Los Angeles Times
San Francisco allows more indoor events to resume
As virus cases stay low, officials seek return to ‘new normal’ with limits in place.
San Francisco will allow indoor performances and private conferences and receptions to resume Thursday as coronavirus rates remain low and residents continue to get vaccinated.
“We are still in a pandemic, and we can’t let our guard down,” Mayor London Breed said in a news release, “but that doesn’t mean we can’t still find ways to adapt to our new normal, have fun, and enjoy all that San Francisco has to offer.”
Indoor ticketed and seated events and performances may reopen at up at 35% capacity if patrons show proof of vaccination or a recent negative test result for the coronavirus. Vaccinated-only sections may be created with relaxed distancing requirements.

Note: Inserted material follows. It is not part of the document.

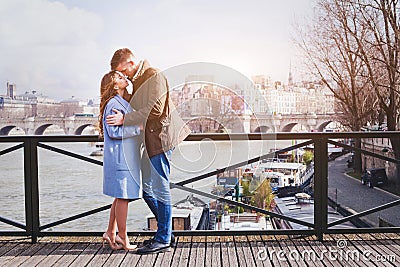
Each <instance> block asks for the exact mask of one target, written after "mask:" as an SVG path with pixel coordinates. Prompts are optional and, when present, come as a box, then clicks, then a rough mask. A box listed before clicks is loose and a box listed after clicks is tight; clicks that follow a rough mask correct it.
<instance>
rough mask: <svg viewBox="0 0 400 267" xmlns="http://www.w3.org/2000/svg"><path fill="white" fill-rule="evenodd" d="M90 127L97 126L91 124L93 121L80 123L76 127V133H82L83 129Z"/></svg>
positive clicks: (74, 133)
mask: <svg viewBox="0 0 400 267" xmlns="http://www.w3.org/2000/svg"><path fill="white" fill-rule="evenodd" d="M88 127H93V128H95V127H96V126H95V125H93V124H91V123H86V124H83V125H80V126H79V127H78V128H76V129H75V131H74V134H75V135H82V133H83V131H84V130H85V129H86V128H88Z"/></svg>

Venues that do not require vaccinations or test results may resume at 15% capacity, with no more than 200 people.
Convention and receptions also may be held indoors with up to 150 people, assigned seating and proof of vaccination or a negative test. Outdoor meetings will be allowed for up to 300 people with the documentation, or up to 100 without it. Outdoor ticketed events with live performances may expand to a capacity of up to 50%.
San Francisco has been having between 30 and 40 new coronavirus cases a day since early March, and hospitalizations
for COVID-19 remain low. But the numbers flattened recently, rather than declining, and that prevented San Francisco this week from moving from the state’s orange tier for moderate virus spread to the yellow tier, which indicates minimal levels of infection.
San Francisco’s vaccination rate is above the state average, but city officials said it was not yet high enough to prevent a fourth surge in infections without adherence to health rules. Nearly 60% of residents have received a first dose of the vaccines, and on Tuesday, anyone over the age of 16 became eligible for a shot.
Masking and distancing continue to be required.
“Throughout our response to COVID-19 and our reopening efforts, we’ve focused on moving forward in a way that protects public health,” Breed said, “and we’re going to need everyone to keep doing their part to keep our community safe.”
The city also is expanding the number of people allowed to sit together while dining outdoors or drinking at an outdoor bar.
Dr. Grant Colfax said officials were “watching with growing concern” variantfueled surges in other parts of the U.S. and in Europe.
“The last thing we all want is to roll back our reopening,” Colfax said. “If we continue to double down on the masking, physical distancing and limiting of social gatherings with people outside one’s household, we can keep this disease in check. Remember, masks on, stay strong.”
San Francisco will post its updated reopening rules online on Thursday.